Start Here
Interview prep for Senior Data Analytics Engineer and Data Engineer roles — especially at modern AI / GPU / inference platform companies.
The role, in plain English
This guide is for engineers preparing for roles that sit in the modern data stack — usually titled Senior Data Analytics Engineer, Analytics Engineer, Senior Data Engineer, or some hybrid. These titles overlap heavily; the work is recognizable:
- Own the transformation layer — raw operational data lands in the warehouse; you turn it into analytics-ready, well-tested, documented models that the rest of the company queries.
- Live in SQL + dbt — the core craft.
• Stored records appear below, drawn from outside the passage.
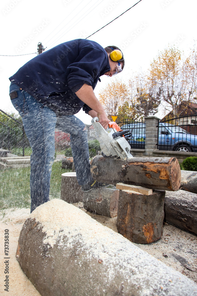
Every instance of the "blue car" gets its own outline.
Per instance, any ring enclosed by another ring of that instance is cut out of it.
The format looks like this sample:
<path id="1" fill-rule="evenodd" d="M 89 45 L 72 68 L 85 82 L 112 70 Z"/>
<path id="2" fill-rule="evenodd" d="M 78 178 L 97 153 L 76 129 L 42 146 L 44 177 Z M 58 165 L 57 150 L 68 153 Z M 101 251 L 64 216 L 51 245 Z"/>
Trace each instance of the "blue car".
<path id="1" fill-rule="evenodd" d="M 121 128 L 129 129 L 129 132 L 125 136 L 127 136 L 132 148 L 137 148 L 138 146 L 144 148 L 145 123 L 134 123 L 125 125 Z M 161 123 L 159 124 L 158 136 L 160 150 L 197 152 L 197 136 L 189 133 L 178 126 Z"/>

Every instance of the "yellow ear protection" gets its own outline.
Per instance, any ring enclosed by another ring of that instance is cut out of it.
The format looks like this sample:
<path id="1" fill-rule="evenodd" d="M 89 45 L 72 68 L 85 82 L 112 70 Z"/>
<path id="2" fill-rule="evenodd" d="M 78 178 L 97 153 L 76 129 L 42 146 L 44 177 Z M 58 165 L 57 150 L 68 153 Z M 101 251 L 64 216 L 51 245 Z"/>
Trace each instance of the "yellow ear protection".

Everything else is plumbing around these two.
- Bridge engineering and analytics — you understand data engineering (pipelines, infra) and you understand analyst needs (metrics, dimensions, reports). You translate.
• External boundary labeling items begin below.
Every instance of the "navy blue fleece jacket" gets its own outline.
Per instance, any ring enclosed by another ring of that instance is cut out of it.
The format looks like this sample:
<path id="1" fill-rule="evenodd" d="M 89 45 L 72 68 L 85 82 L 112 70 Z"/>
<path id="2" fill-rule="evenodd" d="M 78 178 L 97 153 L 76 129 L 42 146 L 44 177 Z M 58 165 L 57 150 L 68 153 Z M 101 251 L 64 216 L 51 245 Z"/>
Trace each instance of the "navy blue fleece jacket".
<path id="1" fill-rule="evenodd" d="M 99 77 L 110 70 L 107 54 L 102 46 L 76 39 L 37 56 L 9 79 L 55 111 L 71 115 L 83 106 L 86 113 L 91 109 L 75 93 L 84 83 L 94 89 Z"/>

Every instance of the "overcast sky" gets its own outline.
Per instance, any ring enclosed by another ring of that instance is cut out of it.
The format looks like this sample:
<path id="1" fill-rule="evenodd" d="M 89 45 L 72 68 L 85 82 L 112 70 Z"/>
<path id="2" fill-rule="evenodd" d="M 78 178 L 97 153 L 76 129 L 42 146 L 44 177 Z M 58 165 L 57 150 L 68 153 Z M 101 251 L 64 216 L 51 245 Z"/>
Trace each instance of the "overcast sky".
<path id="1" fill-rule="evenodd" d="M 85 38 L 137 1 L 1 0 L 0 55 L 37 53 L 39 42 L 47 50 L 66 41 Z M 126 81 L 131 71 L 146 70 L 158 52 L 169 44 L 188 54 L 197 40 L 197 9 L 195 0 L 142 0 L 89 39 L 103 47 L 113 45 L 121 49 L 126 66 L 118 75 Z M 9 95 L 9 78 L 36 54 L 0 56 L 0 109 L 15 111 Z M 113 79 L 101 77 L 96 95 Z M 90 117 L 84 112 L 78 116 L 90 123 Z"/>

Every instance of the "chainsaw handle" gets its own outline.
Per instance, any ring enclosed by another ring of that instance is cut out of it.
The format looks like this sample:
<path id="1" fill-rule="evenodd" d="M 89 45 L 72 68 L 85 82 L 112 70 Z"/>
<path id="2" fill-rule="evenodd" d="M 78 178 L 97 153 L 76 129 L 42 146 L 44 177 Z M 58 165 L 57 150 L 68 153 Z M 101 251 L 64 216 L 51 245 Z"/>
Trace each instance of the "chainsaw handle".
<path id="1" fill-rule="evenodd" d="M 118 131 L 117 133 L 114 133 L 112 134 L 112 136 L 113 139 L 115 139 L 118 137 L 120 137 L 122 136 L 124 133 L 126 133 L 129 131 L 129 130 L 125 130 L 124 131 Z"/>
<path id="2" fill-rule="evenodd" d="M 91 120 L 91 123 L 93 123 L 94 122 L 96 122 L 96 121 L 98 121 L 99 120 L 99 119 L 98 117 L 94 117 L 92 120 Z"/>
- Build the metrics layer — ARR, retention, GPU utilization, inference cost-per-token, whatever the business runs on. You own the definitions and the freshness.
- Drive data quality — tests, lineage, ownership, contracts. When dashboards break, you're who they call.
At an AI infrastructure company (GPU marketplace, inference cloud, training compute platform) the data is unusually rich: GPU telemetry, inference request logs, billing events, multi-tenant usage, model performance. The shape of the work is the same; the domain is specific. See 17-ai-compute-domain.
What the rounds typically test
A typical loop for these roles includes:
- SQL live coding — almost always. Window functions, CTEs, complex joins, dedup, gaps-and-islands. This is the highest-signal screen.
- Data modeling discussion — given a business, design the warehouse model. Star schema, fact/dimension tables, SCDs, grain.
- System design / data architecture — design a pipeline end-to-end. Source → land → transform → serve. Cover freshness, idempotency, schema evolution, observability.
- dbt / transformation layer — how do you organize models, test them, version them, document them.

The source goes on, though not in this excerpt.